Luteinizing hormone-releasing hormone agents (LHRHs)
LHRHs stop the production of estrogen in the ovaries and are administered via stomach injections.
LHRHs work by "turning off" the production of estrogen in the ovaries. As a result, less estrogen is available to support the growth of ER-positive breast cancer.
LHRHs are often given through injection in the stomach once a month for several months, or every few months for several months. This treatment is most common with premenopausal women with early-stage, ER-positive breast cancer.
Current research suggests this group should have these injections for at least 2 years. The length of time that people should take these hormone treatments for continues to be studied, with several trials examining their use over longer periods.

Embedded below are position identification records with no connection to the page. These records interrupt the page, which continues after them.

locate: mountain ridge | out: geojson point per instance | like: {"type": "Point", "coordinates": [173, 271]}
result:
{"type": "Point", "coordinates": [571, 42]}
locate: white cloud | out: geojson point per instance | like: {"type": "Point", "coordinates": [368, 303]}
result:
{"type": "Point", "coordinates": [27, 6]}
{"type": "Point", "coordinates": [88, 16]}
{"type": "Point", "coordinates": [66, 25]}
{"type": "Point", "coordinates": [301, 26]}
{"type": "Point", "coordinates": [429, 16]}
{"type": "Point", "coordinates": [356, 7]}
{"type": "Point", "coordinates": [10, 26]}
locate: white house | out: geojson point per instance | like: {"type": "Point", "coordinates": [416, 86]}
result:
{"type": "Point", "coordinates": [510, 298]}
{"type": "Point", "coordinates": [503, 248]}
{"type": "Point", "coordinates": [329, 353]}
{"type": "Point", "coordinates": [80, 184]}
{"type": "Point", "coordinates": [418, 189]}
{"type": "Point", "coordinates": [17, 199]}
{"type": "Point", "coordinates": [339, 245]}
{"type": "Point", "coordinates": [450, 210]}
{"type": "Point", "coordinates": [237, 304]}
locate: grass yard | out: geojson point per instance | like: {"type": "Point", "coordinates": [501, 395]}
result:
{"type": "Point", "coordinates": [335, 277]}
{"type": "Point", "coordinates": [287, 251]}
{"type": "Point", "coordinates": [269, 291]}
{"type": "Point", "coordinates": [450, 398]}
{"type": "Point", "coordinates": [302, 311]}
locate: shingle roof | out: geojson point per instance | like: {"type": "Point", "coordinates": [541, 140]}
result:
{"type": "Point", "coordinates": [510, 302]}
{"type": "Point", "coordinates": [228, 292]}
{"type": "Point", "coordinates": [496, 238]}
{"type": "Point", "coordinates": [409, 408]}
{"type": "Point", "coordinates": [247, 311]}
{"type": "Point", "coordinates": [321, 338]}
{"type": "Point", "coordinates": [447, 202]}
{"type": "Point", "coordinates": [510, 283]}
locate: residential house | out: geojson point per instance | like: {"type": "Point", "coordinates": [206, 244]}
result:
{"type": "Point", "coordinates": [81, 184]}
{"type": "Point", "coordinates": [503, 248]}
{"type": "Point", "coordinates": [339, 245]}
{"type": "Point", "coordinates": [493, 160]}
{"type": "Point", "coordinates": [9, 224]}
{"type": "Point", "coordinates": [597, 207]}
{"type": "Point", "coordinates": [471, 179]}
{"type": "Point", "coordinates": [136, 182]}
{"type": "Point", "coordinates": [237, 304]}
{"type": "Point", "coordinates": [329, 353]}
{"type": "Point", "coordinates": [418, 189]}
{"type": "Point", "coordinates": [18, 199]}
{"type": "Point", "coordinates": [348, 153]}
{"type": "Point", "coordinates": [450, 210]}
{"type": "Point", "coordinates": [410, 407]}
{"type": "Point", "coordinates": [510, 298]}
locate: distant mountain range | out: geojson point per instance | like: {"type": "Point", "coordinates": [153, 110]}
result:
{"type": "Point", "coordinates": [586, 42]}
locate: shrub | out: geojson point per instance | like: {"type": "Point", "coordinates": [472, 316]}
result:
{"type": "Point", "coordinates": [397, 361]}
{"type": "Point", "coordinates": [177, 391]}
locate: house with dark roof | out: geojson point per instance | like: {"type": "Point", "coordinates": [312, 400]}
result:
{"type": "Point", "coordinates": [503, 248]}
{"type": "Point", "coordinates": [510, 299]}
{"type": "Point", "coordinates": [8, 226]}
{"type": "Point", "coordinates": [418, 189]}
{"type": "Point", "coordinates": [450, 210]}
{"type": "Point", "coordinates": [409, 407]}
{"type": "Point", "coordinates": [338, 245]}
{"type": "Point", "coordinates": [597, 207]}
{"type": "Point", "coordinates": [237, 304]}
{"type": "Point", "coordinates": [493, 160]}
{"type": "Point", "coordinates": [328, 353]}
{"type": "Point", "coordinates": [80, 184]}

Some of the medications that are used include Zoladex, Lupron, and Trelstar. In premenopausal women, the ovaries generally begin to function normally again several months to a year after treatment ends.
Aromatase inhibitors reduce the availability of estrogen, by blocking aromatase. Aromatase is an enzyme that converts androgen (a hormone) into estrogen. Blocking this enzyme means that there is less estrogen available to encourage ER-positive breast cancer cells to grow.
Aromatase inhibitors only work in women who have already gone through menopause. They target the adrenal gland and fat tissue where estrogen is made, as opposed to preventing its production in the ovaries. This only works because postmenopausal women receive much less estrogen from their ovaries than premenopausal women.
Some of the most common aromatase inhibitors include Arimidex, Aromasin, and Femara. A doctor will determine which is best for each individual.
Selective estrogen-receptor response modulators (SERMs)
SERMs act as blockers on the breast cells. These chemicals attach to the estrogen receptors in breast cells, effectively stopping estrogen from sending the signal to the cell to grow.
Tamoxifen is the SERM most commonly used to treat ER-positive breast cancer. Postmenopausal women with advanced ER-positive breast cancer may be prescribed Fareston instead.
Estrogen-receptor downregulators (ERDs)
ERDs work in a similar way to SERMs, by blocking the effects of estrogen. They do this by making less room for estrogen to attach to receptors within breast cells.
ERDs also work to reduce the number of estrogen receptors on the cell. They change the shape of estrogen receptors, meaning they don't work as well.
Faslodex is an ERD that may be used to treat advanced, ER-positive breast cancer in postmenopausal women. Doctors may prescribe Faslodex if other hormone therapy medicines, such as Tamoxifen, are not working.
For premenopausal women, there is another, much more invasive option to consider. Prophylactic ovary removal is an aggressive way to significantly lower the amount of estrogen in the body.
Often used as a last resort, prophylactic surgery is serious and can have a considerable impact on a woman's life, including not being able to have children.
The overall outlook for people with ER-positive breast cancer is good. As with most cancers, the earlier a patient discovers and treats the ER-positive breast cancer, the better.
There are five stages of cancer that help a doctor determine both treatment and life expectancy. The stages range from 0 to 4, with 0 being the most treatable and 4 being the most advanced.
The earlier ER-positive breast cancer is diagnosed the higher the survival rate.
According to the American Cancer Society, 5-year survival rates for ER-positive breast cancer for the five stages are:
- stage 0: close to 100 percent
- stage 1: close to 100 percent
- stage 2: 93 percent
- stage 3: 72 percent
- stage 4 (metastatic stage): 22 percent
The earlier that breast cancer is discovered and treated, the better the chances the patient has at survival. Generally speaking, a patient at stage 0 and 1 with ER-positive breast cancer is likely to have an average lifespan.
It is important that a doctor tests for and treats the ER-positive cancer with hormone treatments that are suitable for each individual.